Lloyds Banking Group has reported a big rise in profits for the first three months of the year.
The bank, which is 39% taxpayer-owned, reported a pre-tax profit of £2.04bn in the first quarter, up from £280m for the same period last year.
Group chief executive Antonio Horta-Osorio said the bank had made "substantial progress".
That is despite the collapse last week of a deal to sell more than 630 of its branches to the Co-op.
Lloyds still plans to go ahead with the branch sale - called Project Verde - by selling them as a stand-alone bank through a stock market listing in 2014.
Mr Horta-Osorio said profits at the bank had been driven by increased margins and a continued rapid fall in costs and impairments.
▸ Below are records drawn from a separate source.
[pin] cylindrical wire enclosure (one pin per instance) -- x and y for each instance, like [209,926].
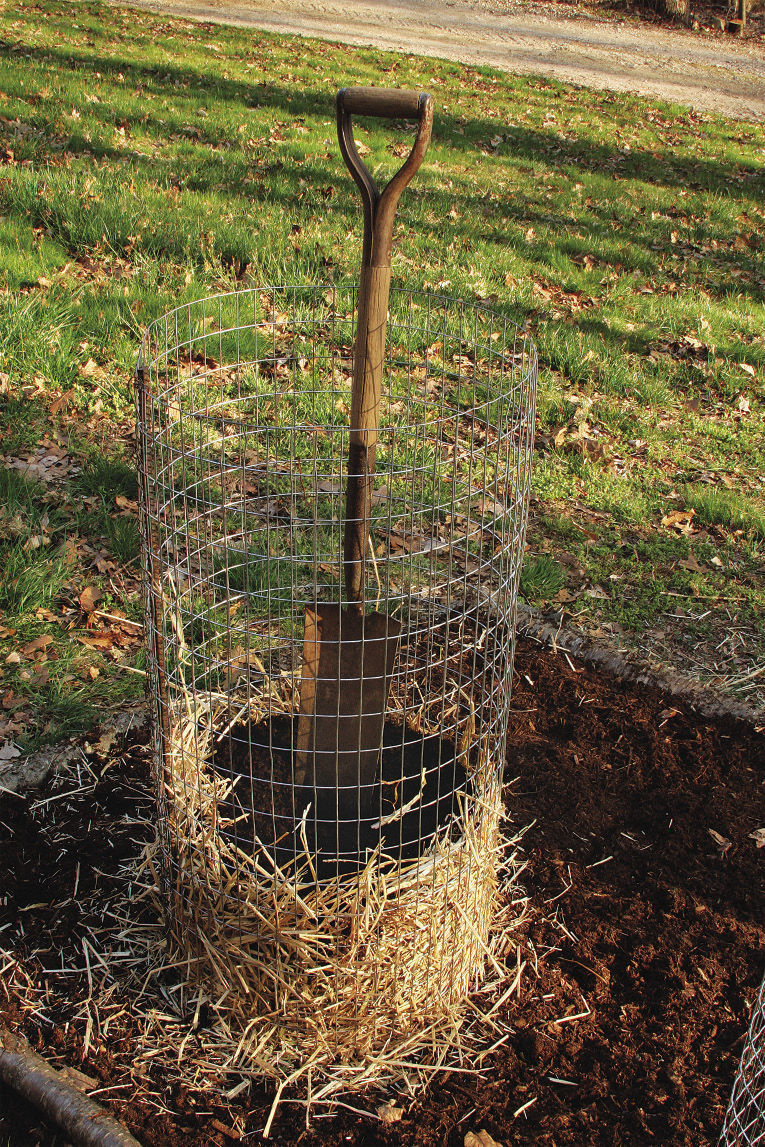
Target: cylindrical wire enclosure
[744,1120]
[336,943]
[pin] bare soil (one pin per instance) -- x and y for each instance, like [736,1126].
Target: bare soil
[643,938]
[587,45]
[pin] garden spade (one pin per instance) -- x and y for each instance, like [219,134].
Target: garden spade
[349,653]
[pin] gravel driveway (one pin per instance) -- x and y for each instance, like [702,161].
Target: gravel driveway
[710,72]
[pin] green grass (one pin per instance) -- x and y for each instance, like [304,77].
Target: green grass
[155,162]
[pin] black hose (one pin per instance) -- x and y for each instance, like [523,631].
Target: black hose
[32,1077]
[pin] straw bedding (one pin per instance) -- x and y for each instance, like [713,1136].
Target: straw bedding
[326,983]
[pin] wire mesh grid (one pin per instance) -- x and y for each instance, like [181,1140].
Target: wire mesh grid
[340,929]
[744,1121]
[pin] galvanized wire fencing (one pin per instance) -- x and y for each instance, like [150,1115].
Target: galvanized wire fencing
[744,1121]
[332,943]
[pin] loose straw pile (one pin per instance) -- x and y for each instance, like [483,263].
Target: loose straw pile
[326,984]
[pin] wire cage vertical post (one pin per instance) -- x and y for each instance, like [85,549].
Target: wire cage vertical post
[332,943]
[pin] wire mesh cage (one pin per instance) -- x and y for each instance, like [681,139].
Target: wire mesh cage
[744,1121]
[338,923]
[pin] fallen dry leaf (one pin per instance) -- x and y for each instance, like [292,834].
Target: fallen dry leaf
[37,646]
[721,842]
[389,1113]
[481,1139]
[87,369]
[679,520]
[90,598]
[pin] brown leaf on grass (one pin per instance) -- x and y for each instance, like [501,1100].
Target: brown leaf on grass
[60,403]
[679,520]
[95,640]
[39,645]
[90,598]
[87,369]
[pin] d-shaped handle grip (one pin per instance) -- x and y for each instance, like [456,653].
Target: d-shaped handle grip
[374,287]
[387,102]
[380,207]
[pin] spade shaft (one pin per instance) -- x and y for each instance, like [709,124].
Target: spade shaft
[349,654]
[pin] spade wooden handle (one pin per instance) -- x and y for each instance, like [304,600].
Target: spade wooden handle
[374,293]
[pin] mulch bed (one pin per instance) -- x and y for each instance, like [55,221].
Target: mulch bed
[645,921]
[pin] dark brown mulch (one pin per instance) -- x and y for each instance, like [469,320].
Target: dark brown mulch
[640,917]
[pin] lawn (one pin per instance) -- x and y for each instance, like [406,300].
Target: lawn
[147,162]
The bank said it was continuing to invest in "simple, lower-risk, customer-focused UK retail and commercial banking".
Costs fell 6% in the first quarter and Lloyds added that it expected annual costs to fall to just over £9bn for 2014.
The bank has cut thousands of jobs since it was bailed out by taxpayers following the financial crisis in 2008.
It also said impairment charges - money set aside to cover bad loans - were down by 40% compared with a year ago.
Lloyds' shares closed up 1.5%, having risen to more than 4% during the day.
The share price has risen more than 70% over the past year, but remains significantly off its pre-crisis highs, and below the level at which the government can consider selling its 39% stake back to the private sector.
In its annual results published earlier this month, the bank suggested the price must reach at least 61 pence a share before a sale could be considered. It is currently at about 55 pence.
Underlying profits, which strip out certain one-off costs and gains, were £1.5bn for the quarter.
They exclude costs related to Project Verde, as well as money set aside for possible Payment Protection Insurance (PPI) payouts.
The bank has already been forced to set aside £6.8bn as a result of the industry-wide PPI scandal, but did not announce any fresh provisions.